The German industrial and logistics real estate investment market achieved the third best annual results on record in 2019, despite supply shortages hampering deal volumes, Colliers International found.

Investors ploughed €6.6 bn into the asset class, achieving gross prime yields of just over 4%, and with deals worth more than €100 mln boosting market results.

However, 2019 lagged behind the preceding two years, including the record year for volumes in 2017 (€8.7 bn) and 2018 (€6.8 bn).

Industrial and logistics was also again the third biggest asset class in German real estate, with a market share of more than 9%.

Colliers found almost the same amount of capital was invested in Q4 2019 as in Q1 and Q2 combined (Q4 2019: €2.3 bn, or 35%). The advisor said results would have been even better had more product been available.

More deals exceeding €100 mln were carried out in 2019 compared to previous years, particularly in the final three months. These accounted for €3.3 bn - roughly half of total annual transaction volume.

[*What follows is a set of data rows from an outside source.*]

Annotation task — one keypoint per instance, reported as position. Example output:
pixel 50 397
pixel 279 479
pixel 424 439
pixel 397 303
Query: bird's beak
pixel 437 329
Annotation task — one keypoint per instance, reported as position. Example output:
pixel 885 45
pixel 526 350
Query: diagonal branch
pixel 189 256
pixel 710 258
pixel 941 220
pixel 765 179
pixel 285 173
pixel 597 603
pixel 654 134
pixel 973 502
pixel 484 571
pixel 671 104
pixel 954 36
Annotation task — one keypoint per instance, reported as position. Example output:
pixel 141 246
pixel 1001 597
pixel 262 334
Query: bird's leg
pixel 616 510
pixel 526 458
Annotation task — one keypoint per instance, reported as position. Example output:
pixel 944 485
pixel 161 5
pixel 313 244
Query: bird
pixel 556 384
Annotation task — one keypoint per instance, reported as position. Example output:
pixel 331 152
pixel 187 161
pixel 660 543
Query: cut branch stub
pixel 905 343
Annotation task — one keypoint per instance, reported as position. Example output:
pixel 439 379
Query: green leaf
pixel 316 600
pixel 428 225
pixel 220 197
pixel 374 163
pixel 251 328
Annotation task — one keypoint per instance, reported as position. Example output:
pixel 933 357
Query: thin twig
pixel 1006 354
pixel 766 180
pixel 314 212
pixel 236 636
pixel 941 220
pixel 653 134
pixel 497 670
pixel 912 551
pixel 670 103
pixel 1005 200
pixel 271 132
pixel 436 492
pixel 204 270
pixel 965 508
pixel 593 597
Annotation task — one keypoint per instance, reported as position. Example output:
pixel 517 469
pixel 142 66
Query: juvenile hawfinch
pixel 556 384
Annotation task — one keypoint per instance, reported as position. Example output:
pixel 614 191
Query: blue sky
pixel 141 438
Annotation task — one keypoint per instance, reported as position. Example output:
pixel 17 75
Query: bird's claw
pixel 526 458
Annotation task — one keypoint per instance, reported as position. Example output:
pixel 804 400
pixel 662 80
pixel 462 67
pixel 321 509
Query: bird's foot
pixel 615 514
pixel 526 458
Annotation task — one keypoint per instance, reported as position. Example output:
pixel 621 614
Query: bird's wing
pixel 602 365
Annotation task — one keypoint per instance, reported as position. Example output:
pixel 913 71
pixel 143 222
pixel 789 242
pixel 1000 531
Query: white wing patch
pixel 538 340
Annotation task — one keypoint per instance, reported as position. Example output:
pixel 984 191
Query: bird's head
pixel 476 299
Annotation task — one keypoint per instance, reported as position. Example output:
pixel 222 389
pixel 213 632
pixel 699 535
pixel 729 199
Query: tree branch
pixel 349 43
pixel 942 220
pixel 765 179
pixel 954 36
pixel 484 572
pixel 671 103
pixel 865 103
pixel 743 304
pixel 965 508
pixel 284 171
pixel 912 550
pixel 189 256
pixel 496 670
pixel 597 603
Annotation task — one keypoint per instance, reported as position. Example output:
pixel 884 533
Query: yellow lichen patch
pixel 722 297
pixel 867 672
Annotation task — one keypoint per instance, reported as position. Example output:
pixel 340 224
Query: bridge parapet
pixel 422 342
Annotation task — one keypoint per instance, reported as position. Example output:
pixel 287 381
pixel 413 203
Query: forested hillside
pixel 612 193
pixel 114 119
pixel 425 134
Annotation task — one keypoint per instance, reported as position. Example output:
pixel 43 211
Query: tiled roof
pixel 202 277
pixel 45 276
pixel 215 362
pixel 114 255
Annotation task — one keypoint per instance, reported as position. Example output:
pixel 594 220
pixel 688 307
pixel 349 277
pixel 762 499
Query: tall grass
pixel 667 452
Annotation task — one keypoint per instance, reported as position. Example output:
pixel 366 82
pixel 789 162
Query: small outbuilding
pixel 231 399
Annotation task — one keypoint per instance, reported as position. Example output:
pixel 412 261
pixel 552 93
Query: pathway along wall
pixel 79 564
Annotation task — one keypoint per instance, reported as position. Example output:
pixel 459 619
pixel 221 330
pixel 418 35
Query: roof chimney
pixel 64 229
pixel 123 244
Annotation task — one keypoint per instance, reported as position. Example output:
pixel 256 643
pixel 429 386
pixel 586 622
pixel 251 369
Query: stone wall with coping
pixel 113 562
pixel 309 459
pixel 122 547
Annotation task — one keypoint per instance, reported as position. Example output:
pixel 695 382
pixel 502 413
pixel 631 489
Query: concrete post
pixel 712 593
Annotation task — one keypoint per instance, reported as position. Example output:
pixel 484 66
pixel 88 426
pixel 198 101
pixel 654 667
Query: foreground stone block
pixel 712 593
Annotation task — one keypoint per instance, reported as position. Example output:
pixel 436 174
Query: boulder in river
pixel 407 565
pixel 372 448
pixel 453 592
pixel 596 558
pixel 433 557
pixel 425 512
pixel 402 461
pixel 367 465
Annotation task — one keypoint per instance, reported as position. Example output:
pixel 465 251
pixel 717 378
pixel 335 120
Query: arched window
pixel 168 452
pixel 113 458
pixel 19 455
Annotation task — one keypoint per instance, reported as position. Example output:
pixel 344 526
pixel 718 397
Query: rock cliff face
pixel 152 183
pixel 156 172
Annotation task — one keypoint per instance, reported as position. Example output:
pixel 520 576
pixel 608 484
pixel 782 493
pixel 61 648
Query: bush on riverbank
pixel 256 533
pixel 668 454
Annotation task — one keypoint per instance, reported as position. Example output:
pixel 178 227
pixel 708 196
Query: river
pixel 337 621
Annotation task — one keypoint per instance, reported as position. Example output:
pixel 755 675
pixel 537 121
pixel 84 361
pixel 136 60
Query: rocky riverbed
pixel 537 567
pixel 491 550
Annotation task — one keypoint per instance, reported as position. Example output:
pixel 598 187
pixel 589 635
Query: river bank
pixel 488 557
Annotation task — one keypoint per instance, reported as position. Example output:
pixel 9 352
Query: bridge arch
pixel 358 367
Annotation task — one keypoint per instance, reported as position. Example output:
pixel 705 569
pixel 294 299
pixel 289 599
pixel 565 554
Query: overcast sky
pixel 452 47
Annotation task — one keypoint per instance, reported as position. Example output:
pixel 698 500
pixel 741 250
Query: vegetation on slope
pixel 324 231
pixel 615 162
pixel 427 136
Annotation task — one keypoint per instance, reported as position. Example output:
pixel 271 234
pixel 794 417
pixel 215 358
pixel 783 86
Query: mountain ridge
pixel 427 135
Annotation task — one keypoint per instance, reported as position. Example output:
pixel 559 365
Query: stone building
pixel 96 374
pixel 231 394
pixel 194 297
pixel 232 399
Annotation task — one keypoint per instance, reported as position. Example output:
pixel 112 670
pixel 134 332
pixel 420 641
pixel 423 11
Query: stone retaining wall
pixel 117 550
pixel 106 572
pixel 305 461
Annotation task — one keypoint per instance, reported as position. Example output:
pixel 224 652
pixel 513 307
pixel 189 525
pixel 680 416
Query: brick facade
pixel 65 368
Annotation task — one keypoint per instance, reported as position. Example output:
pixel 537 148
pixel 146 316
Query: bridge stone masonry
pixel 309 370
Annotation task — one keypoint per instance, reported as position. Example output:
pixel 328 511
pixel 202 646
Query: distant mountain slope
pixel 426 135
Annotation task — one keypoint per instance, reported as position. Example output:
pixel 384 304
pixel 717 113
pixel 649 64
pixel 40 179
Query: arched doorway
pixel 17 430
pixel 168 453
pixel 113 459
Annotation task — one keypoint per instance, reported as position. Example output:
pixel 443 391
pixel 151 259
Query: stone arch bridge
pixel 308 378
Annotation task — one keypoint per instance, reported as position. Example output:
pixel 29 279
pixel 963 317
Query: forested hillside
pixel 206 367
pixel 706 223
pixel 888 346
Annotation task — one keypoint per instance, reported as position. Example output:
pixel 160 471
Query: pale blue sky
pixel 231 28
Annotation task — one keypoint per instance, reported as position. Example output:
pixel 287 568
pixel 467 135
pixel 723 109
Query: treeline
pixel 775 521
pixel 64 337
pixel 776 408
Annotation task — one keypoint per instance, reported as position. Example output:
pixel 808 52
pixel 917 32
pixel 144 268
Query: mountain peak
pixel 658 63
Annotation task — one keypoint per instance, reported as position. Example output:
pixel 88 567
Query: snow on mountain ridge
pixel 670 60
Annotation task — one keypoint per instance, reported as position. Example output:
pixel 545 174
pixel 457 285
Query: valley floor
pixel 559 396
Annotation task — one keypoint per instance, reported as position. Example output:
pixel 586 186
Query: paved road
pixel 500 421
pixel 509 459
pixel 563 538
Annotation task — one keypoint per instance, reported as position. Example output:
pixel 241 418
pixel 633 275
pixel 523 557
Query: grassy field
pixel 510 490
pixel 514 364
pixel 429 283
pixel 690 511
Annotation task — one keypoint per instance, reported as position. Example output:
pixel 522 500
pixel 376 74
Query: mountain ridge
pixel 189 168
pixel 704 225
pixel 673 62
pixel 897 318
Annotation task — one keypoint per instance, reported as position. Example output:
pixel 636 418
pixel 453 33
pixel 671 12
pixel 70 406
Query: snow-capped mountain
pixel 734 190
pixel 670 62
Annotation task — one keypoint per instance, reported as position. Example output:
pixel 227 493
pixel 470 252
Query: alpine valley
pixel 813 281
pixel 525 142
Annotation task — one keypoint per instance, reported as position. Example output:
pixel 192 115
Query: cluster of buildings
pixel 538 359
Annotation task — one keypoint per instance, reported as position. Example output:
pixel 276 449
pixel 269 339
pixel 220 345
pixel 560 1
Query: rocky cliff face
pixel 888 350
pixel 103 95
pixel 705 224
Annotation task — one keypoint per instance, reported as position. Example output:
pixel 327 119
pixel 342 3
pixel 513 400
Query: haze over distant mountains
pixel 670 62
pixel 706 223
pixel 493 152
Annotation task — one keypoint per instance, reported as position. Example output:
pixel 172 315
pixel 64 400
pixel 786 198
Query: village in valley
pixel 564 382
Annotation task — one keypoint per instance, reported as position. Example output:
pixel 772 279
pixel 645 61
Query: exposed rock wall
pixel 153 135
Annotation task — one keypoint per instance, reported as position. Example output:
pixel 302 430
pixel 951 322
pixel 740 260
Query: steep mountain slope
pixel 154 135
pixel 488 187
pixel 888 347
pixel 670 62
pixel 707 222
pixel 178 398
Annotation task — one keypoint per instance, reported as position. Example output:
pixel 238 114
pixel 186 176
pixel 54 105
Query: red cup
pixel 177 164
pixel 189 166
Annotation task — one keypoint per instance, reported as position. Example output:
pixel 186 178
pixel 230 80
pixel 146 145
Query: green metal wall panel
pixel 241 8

Foreign investors were also active in the German market, investing around €4 bn in logistics and industrial assets. This reflects a 60% market share, up 13 percentage points year-on-year. Asian investors such as Frasers and GIC (Maximus portfolio) accounted for €1.6 bn alone. UK investors (roughly €1.1 bn) and US investors (€981 mln) were also active.

‘High-quality assets featuring long-term leases and low-risk tenants have become quite rare on the German market,’ said Hubert Reck, head of industrial & logistics, Stuttgart.

‘Intense competition for these assets is having a significant impact on the market. Demand for logistics space is quite high at the moment and even investors with less experience are increasingly starting to venture into this asset class. This trend will significantly boost purchase prices with multipliers following suit.’